Each character is purposive and affecting in their own way – both on their own terms, and in the ways in which they variously swim in and out, stand at the periphery of, or abruptly enter and exit, each other’s lives.

It might be easy to lose oneself in the tangled web of characters and their stories; to become frustrated by the work of accounting for them all in the act of reading. However, to abandon such a task would be to overlook the careful intricacy of the web Taylor weaves. Each character is purposive and affecting in their own way – both on their own terms and in the ways in which they variously swim in and out, stand at the periphery of, or abruptly enter and exit, each other’s lives.The novel expertly cultivates complicatedness and refracts representation, and readers are caught in the discomfiting act of shifting our perspective. Bert is violent and toxic, but he is also marked by trauma and capable of a gruff sort of intimacy; Timo is cruel to Fyodor but also capable of deep friendship; Seamus is both hard to like and eminently relatable. 

All share the experience of navigating life in the wretched impasse of late capitalism, and I found myself thinking of Lauren Berlant’s Cruel Optimism at multiple points. Berlant’s devastating critique of the failure of neoliberal governments to deliver on their promise of ‘the good life’ is very much at play here. Optimism is cruel, for Berlant, when we continue to pursue objects that, in reality, prevent us from flourishing. The Late Americans confronts these objects at both macro- and micro-level. Time and again, characters find themselves lost for words, saying the wrong words, or trying to grasp a sense of something profoundly disturbing in their midst that they can’t articulate a way through or around.

Burbling themes of tension, minor cruelties and kindnesses, and of language failing or misfiring continue to play out in this setting – but something else is foregrounded: hope.

When thinking about the novel’s end, however, I turned to Foucault, whose History of Sexuality v.1 has inspired queer-thinking writers and scholars to consider new forms and modes of relating to one another. The Late Americans concludes with a group of characters taking an end-of-semester break together in the woods. Burbling themes of tension, minor cruelties and kindnesses, and of language failing or misfiring continue to play out in this setting – but something else is foregrounded: hope. There is intimacy, the alluring potentiality of release enwrapped in the possibility of sex, the actual release of sex, and – such a rare thing – a capturing of the present moment, stilled in time, and held, fleetingly, in its sensorial magnitude. Fatima asks Daw: “are you happy here?” and Daw thinks to himself: 

What was happiness? He looked out ahead of them at their friends. Climbing over the large roots. Pushing one another, pulling one another, falling apart, coming together, kissing, hugging, laughing. The low sky, beautiful and heavy and gray. The trees. The rich, dark colors of the woods. The smell of the lake. Of people’s homes. The wet earth. What was happiness if not this moment, if not then, right then, the group of them, together for maybe the last time, coming together for this moment, for this very instant, what were they if not happy?

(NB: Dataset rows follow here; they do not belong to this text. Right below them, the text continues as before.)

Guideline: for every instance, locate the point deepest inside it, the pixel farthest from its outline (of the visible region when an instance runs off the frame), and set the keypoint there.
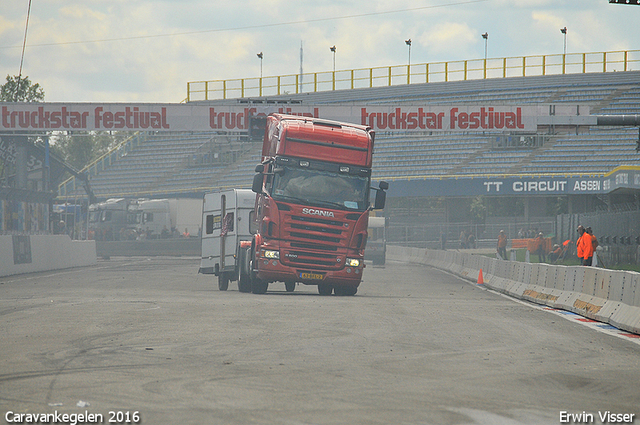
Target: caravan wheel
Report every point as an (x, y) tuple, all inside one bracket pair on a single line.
[(223, 281)]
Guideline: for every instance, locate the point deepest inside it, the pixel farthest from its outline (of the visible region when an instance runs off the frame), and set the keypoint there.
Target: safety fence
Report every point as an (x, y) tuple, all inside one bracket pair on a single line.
[(387, 76), (608, 296)]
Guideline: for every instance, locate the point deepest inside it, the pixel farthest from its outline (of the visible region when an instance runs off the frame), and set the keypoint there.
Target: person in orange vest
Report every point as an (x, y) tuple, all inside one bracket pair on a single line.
[(584, 247), (594, 242), (540, 248), (502, 245)]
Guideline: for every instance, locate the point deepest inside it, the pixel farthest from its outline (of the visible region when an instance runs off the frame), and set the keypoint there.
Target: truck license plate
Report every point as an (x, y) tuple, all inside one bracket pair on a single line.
[(311, 276)]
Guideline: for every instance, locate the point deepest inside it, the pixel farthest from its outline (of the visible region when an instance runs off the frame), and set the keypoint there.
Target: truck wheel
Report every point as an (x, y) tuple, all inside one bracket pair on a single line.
[(345, 291), (324, 289), (223, 281), (259, 286)]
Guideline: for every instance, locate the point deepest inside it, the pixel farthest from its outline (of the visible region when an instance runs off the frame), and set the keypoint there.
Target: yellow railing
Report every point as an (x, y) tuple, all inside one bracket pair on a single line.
[(475, 69)]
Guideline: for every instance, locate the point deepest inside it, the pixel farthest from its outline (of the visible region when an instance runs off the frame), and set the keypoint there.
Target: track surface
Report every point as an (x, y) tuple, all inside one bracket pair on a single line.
[(414, 346)]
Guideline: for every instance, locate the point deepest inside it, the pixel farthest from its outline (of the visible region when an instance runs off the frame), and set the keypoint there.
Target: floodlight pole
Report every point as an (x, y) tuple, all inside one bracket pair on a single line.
[(486, 40), (333, 50), (408, 43)]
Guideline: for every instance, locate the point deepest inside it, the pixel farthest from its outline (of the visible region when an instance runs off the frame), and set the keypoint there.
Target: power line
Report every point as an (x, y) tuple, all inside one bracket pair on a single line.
[(248, 27), (24, 45)]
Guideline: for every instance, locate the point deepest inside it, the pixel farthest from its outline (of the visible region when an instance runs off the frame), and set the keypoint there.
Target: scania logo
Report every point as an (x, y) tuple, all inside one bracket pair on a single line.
[(311, 211)]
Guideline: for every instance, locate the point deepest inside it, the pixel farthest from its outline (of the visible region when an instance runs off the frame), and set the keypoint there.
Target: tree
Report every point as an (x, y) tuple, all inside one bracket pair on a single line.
[(18, 89)]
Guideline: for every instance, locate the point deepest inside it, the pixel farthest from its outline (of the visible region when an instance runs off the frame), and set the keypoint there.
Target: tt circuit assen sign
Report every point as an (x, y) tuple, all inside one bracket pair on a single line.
[(236, 117), (624, 177)]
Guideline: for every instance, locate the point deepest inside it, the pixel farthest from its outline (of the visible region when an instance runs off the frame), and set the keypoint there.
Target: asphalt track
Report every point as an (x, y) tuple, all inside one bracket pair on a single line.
[(414, 346)]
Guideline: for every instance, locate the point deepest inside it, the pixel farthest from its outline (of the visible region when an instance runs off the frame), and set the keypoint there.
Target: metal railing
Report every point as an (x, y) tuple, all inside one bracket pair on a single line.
[(475, 69), (123, 148)]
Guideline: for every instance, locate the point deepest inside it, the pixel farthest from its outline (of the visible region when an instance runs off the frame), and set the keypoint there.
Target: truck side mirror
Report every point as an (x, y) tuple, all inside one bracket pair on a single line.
[(381, 198), (257, 183)]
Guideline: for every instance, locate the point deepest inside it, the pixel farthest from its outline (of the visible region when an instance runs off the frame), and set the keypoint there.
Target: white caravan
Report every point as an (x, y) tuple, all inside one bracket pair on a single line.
[(226, 221)]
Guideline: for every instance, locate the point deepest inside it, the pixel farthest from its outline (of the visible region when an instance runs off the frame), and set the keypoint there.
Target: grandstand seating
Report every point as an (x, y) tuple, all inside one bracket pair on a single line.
[(161, 167)]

Few contemporary writers can behold the leaden weight of social injustice and grease its wheels with such skill and purpose as Taylor does in his storytelling.

Brandon Taylor is among the emerging literary giants of this cultural moment. Few contemporary writers can behold the leaden weight of social injustice and grease its wheels with such skill and purpose as Taylor does in his storytelling. Most of all, though, he is unrivaled in his ability to squeeze every last drop of juice from ordinary interpersonal encounters in all their rich and complicated strangeness, even, perhaps especially, when language fails.